We will create a Ash Color Images dataset of the satellite images of this competition for our models using this notebook. Some main points:
* Save only the labeled frame, which will be used for training.
* Save only the human_pixel_masks.
* Save the ash color image and the mask label in the same numpy file, so that we have to load only one file during training.
* Save the final numpy arrays in float16 dtype to reduce total data size.

In [None]:
import numpy as np
import pandas as pd
import matplotlib.pyplot as plt

import os
from tqdm.notebook import tqdm
from pathlib import Path

In [None]:
data_dir = '/kaggle/input/google-research-identify-contrails-reduce-global-warming/'

## Make the DataFrames

We will create train and valid dataframes, which will contain the record ids for each image.

In [None]:
train_rs = os.listdir(data_dir + 'train')
valid_rs = os.listdir(data_dir + 'validation')

train_df = pd.DataFrame(train_rs, columns=['record_id'])
valid_df = pd.DataFrame(valid_rs, columns=['record_id'])

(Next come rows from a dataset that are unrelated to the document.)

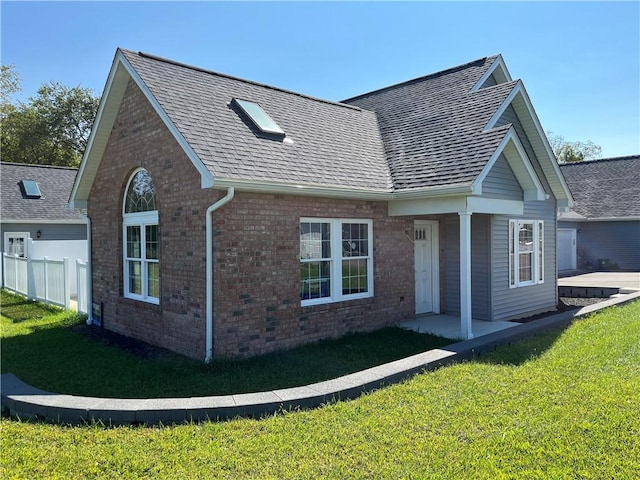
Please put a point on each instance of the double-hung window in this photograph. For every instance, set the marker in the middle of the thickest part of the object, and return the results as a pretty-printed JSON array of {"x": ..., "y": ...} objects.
[
  {"x": 526, "y": 252},
  {"x": 336, "y": 261},
  {"x": 141, "y": 241}
]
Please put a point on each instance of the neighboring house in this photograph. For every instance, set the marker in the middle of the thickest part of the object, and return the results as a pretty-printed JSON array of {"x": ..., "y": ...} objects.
[
  {"x": 603, "y": 230},
  {"x": 232, "y": 218},
  {"x": 35, "y": 218}
]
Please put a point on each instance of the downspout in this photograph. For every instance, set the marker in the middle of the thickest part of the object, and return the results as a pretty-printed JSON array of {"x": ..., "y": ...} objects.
[
  {"x": 209, "y": 273},
  {"x": 89, "y": 273}
]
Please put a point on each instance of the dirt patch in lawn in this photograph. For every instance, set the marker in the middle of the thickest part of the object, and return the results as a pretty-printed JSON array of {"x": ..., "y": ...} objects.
[{"x": 130, "y": 345}]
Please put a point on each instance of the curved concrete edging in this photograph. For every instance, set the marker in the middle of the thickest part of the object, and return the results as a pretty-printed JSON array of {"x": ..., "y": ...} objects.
[{"x": 24, "y": 401}]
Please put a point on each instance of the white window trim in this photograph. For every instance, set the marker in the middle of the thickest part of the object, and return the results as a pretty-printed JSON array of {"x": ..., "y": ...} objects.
[
  {"x": 25, "y": 237},
  {"x": 141, "y": 219},
  {"x": 537, "y": 258},
  {"x": 336, "y": 261}
]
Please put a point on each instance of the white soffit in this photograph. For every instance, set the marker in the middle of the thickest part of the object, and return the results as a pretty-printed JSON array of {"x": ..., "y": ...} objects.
[
  {"x": 523, "y": 107},
  {"x": 498, "y": 69}
]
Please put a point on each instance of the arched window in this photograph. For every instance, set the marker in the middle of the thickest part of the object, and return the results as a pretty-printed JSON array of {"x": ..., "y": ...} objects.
[{"x": 141, "y": 241}]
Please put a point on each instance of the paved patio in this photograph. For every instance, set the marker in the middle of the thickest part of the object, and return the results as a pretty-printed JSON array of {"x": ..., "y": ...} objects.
[
  {"x": 628, "y": 282},
  {"x": 448, "y": 326}
]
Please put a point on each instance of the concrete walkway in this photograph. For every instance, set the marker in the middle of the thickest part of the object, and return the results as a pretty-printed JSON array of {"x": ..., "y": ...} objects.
[
  {"x": 23, "y": 401},
  {"x": 448, "y": 326}
]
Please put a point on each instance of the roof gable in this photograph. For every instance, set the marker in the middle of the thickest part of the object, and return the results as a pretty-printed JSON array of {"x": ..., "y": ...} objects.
[
  {"x": 607, "y": 189},
  {"x": 434, "y": 127},
  {"x": 55, "y": 185},
  {"x": 434, "y": 134}
]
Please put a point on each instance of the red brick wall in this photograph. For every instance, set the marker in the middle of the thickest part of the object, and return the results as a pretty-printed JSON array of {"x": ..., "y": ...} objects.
[
  {"x": 256, "y": 254},
  {"x": 257, "y": 274}
]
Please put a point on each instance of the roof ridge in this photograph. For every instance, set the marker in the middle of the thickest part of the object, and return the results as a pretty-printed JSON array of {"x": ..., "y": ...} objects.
[
  {"x": 38, "y": 165},
  {"x": 601, "y": 160},
  {"x": 244, "y": 80},
  {"x": 422, "y": 78}
]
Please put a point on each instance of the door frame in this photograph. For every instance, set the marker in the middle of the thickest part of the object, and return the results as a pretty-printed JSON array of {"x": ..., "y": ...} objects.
[{"x": 435, "y": 261}]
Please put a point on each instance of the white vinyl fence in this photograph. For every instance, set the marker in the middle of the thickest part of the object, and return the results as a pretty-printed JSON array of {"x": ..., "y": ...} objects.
[{"x": 45, "y": 279}]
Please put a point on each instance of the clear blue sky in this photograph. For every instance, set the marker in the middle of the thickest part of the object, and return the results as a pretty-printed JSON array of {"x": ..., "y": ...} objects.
[{"x": 580, "y": 62}]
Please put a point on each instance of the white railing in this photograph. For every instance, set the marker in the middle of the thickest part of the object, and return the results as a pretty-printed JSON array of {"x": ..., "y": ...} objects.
[{"x": 45, "y": 279}]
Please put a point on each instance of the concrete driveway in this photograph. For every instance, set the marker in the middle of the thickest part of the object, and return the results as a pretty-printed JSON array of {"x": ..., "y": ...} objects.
[{"x": 628, "y": 281}]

train_df['train'] = 'train'
valid_df['train'] = 'valid'

In [None]:
train_df.shape, valid_df.shape

In [None]:
train_df.head()

In [None]:
train_df.to_csv('train_df.csv', index=False)
valid_df.to_csv('valid_df.csv', index=False)

## Save the Images as Numpy arrays

In [None]:
def read_record(record_id, directory):
    record_data = {}
    for x in [
        "band_11", 
        "band_14", 
        "band_15",
    ]:
        record_data[x] = np.load(os.path.join(directory, record_id, x + ".npy"))
    
    return record_data

In [None]:
_T11_BOUNDS = (243, 303)
_CLOUD_TOP_TDIFF_BOUNDS = (-4, 5)
_TDIFF_BOUNDS = (-4, 2)

def normalize_range(data, bounds):
    """Maps data to the range [0, 1]."""
    return (data - bounds[0]) / (bounds[1] - bounds[0])

N_TIMES_BEFORE = 5

In [None]:
def get_false_color(record_data):
    _T11_BOUNDS = (243, 303)
    _CLOUD_TOP_TDIFF_BOUNDS = (-4, 5)
    _TDIFF_BOUNDS = (-4, 2)

    r = normalize_range(record_data["band_15"] - record_data["band_14"], _TDIFF_BOUNDS)
    g = normalize_range(record_data["band_14"] - record_data["band_11"], _CLOUD_TOP_TDIFF_BOUNDS)
    b = normalize_range(record_data["band_14"], _T11_BOUNDS)
    false_color = np.clip(np.stack([r, g, b], axis=2), 0, 1)
    img = false_color[..., N_TIMES_BEFORE]
    
    return img

In [None]:
path = Path('contrails')
path.mkdir(exist_ok=True, parents=True)

In [None]:
#Train
for i in tqdm(train_rs):
    data = read_record(str(i), data_dir+'train')
    img = get_false_color(data)
    img = img.astype(np.float16)
#     final = np.dstack([img, data['human_pixel_masks']])
#     final = final.astype(np.float16)
    
    pathc = path/f"{i}.npy"
    np.save(str(pathc), img)

In [None]:
#Valid
for i in tqdm(valid_rs):
    data = read_record(str(i), data_dir+'validation')
    img = get_false_color(data)
    img = img.astype(np.float16)
#     final = np.dstack([img, data['human_pixel_masks']])
#     final = final.astype(np.float16)
    
    pathc = path/f"{i}.npy"
    np.save(str(pathc), img)